Bottom Line on Eggs Still Unclear
Those numbers sound big, but they are what’s known in science as relative risks. The researchers also looked at absolute risks — the risk increase to a person over a given period of time. Absolute risks are what matter most when considering how a behavior or choice might influence your health. Over the course of these studies, eating just half an egg a day, or about three eggs a week, increased a person’s risk of a heart attack, stroke or some other heart-related event by a small amount — about 1%. It boosted a person’s risk of an early death by about 2%.
Those associations held even when researchers looked at the overall quality of a person’s diet.
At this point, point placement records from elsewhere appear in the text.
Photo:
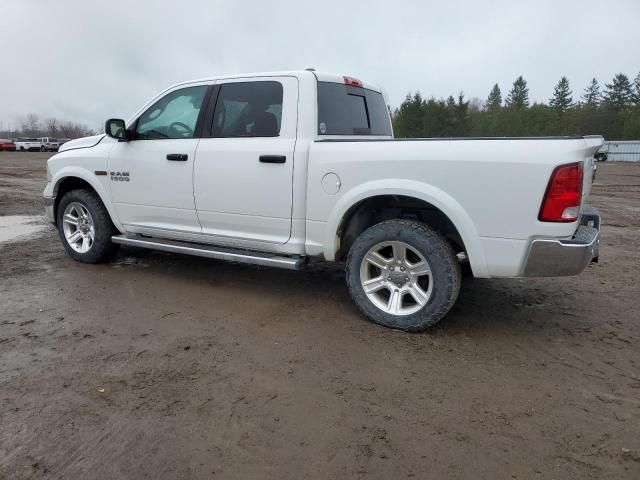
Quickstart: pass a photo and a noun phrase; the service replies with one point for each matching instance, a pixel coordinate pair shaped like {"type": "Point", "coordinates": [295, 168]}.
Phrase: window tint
{"type": "Point", "coordinates": [248, 109]}
{"type": "Point", "coordinates": [173, 116]}
{"type": "Point", "coordinates": [348, 110]}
Those who included eggs as part of a healthy diet didn’t have lower risks compared to those who ate eggs alongside less nutritious foods.
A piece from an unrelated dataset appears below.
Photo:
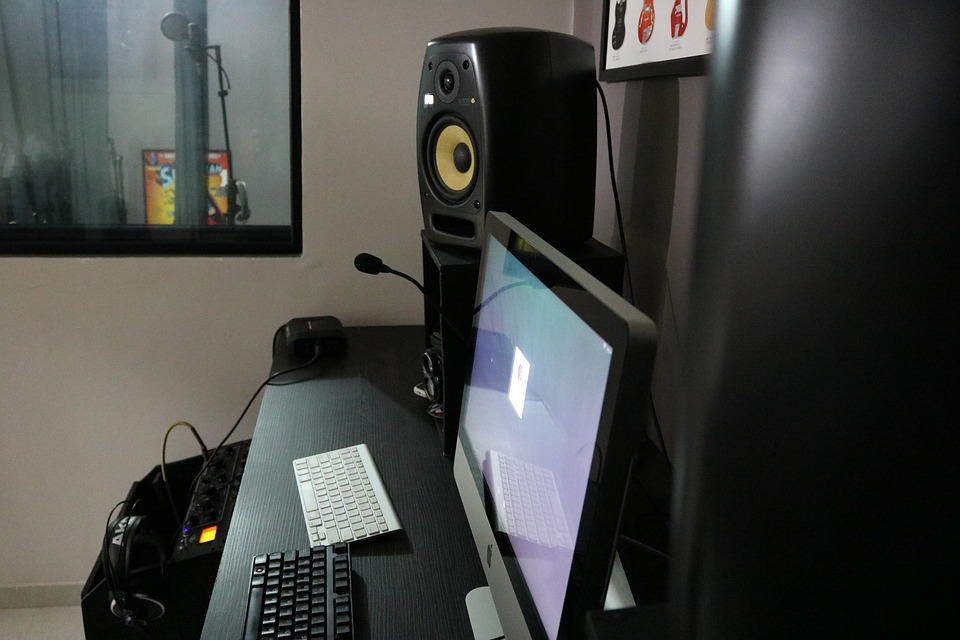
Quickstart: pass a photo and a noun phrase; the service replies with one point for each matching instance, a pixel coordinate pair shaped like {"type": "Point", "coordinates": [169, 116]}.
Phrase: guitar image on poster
{"type": "Point", "coordinates": [619, 27]}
Marion Nestle, PhD, is a professor of nutrition, food studies, and public health at New York University. She points out that those associations are “modest.”
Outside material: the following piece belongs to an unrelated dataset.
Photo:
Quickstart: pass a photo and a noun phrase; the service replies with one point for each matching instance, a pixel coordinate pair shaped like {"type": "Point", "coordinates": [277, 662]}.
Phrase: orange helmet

“Is it clinically meaningful? Hard to know,” says Nestle, who was not involved in the study.
Nestle also points out that many of the studies considered for the 2015 dietary guidelines that exonerated dietary cholesterol as a risk for heart disease were funded by the egg industry.
Mickey Rubin, executive director of the American Egg Board’s Egg Nutrition Center, questioned the new study’s findings. While the findings are “interesting and point to the need for further research, Rubin said in a statement that the study is “inconsistent with multiple recent studies showing no association between eggs and heart disease risk.”
This new study, he noted, had nearly 30,000 participants. A previous meta-analysis of multiple studies had more than 350,000 participants and found no correlation between egg consumption and cardiovascular risk. The new analysis is observational, which means that it can’t prove cause and effect. There could be other reasons people who ate more eggs had greater numbers of heart problems besides the eggs. But the study was also carefully done. When researchers adjusted their results to account for the effects of cholesterol by itself, the association with heart disease and death went away, giving them confidence that it was the cholesterol, as opposed to something else in eggs, that was the link.
It follows a 2018 study that looked at the totality of evidence collected from 28 studies that had people eat eggs as an experiment and then looked at changes to their blood lipids. Overall, the study found eating eggs boosted total cholesterol by about 5 points compared to people who were on diets that didn’t include eggs. Most of that increase came from an increase in LDL, or “bad” cholesterol. Even though today’s news may be jarring, nutritionists say you don’t have to give up on eggs completely if they’re a regular part of your diet. “While scientists are sorting all of this out, an egg now and then does not seem unreasonable,” Nestle says. “As with everything else in nutrition, variety, unprocessed and moderation are strategies that work pretty well.”
The study authors agree.
“In this case, what we’re really talking about is just the cholesterol component of eggs, so the egg yolks,” Allen says.
“But there are other parts of the eggs. There are amino acids and there’s choline, and those might have a benefit. So we’re not suggesting eliminating eggs from your diet. But we do recommend that people do consider them in moderation,” she says. One healthier substitution might be replacing whole eggs with egg whites, she says. Clarification: After the story ran, WW (formerly Weight Watchers) contacted us to clarify that it does not encourage members to eat any food “with abandon” as our story originally stated. Instead, they say, zero-point foods are foods that don’t have to be tracked or measured on their diet plan.